The Bronx under quarantine

I’ve been journaling during quarantine

I am maintaining a journal every night. More often than not, I catalogue what we eat and who we talk to. Small things accomplished etc. Sometimes the entries are more focused! My handwriting has gone down the tubes, but it is nice to write with my hand regularly.

Here is the entry April 8th 2020

The 7pm clap and cheers outside for the essential workers was the loudest one yet. It felt like a crowd. We were talking with my Dad on the video chat when we heard the noise outside. We ran to the window with bells and pan lids. To hear the normally quiet surrounding landscape erupt for a few minutes as the sun hangs low in the sky is like a ray of sunshine bursting through the clouds. Joyous. Euphoric.

I turned back to the screen to see my father clapping with us from his isolated outpost in Connecticut. Something about that pulled me out of my momentary rapture. I shrugged at my Dad and said “What a dystopian moment eh?” as the applause died down.

We are animals in cages, caught in Groundhog Day loops, but without Bill Murray.We are ecstatic to hear others out there like us. We connect with loved ones through the veins of multi-billion dollar data harvesting companies, configured to use ourselves against, literally, ourselves for profit. We are nervous beneath the laughs. We shake our heads in disbelief.

There in the smooth black glass of the computer screen is an image of my father, the man who I turned to to fix things in one way or another most of my life, the man who fought like hell to provide us a foundation the first time I felt the world crumble beneath me when my mother died. That aftermath was dystopian too, and then normal. I caught a scent of that time through his image and became crestfallen. This is the future now. What have we done? What can we do?

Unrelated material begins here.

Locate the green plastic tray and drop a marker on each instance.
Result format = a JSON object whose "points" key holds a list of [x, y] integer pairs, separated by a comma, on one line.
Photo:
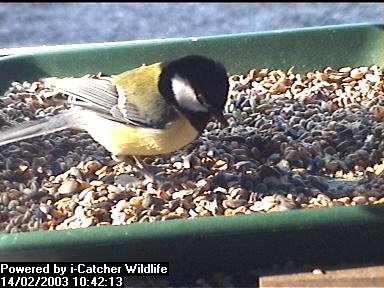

We extended our palms toward the camera for virtual high fives. We concluded with a mutual “let’s do this again” instead of the usual vague “talk to you soon.”

How did we get here?

This virus is an existential threat to many of us, but not most. Disturbing yet obvious race and class disparities are emerging in case and death statistics. Friends unsuccessfully call the unemployment offices hundreds of times per day. Refrigerated trucks are being outfitted to store bodies. Public parks are hosting field hospitals and plans for temporary internments. There were more NYC deaths in the last few days than the World Trace Center attack. How is this America?How is corona’s impact not political?

A New England Journal of Medicine article from March 23rd states

“epidemics put pressure on the societies they strike. This strain makes visible latent structures that might not otherwise be evident. As a result, epidemics provide a sampling device for social analysis. They reveal what really matters to a population and who they truly value.”

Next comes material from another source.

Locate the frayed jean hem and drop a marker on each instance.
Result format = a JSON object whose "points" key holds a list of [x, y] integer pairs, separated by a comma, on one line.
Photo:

We have already felt increasing pressure in the US over the last decade and I am worried how this epidemic may answer this question. It is disheartening to wonder how much more pressure the US can take. Bernie Sanders dropped out of the presidential race today, and many who supported him believe he was uniquely suited to relieve some of that pressure. This future is uncertain.

The epidemic will eventually resolve.

So far our immediate circles are fairing reasonably well. There have been a handful of illnesses and an increasing number of deaths 1 or 2 degrees removed. We are lucky. We are able to stay home for long stretches.

The fractures in our society will remain but we can and will remake things, hopefully for the better, when we emerge. It starts with things like the 7pm cheers.

Tonight we participated in a collective, self organized action, creating meaning with hundreds of neighbors in the community we never met. For those few minutes, it really felt like everything is going to be ok.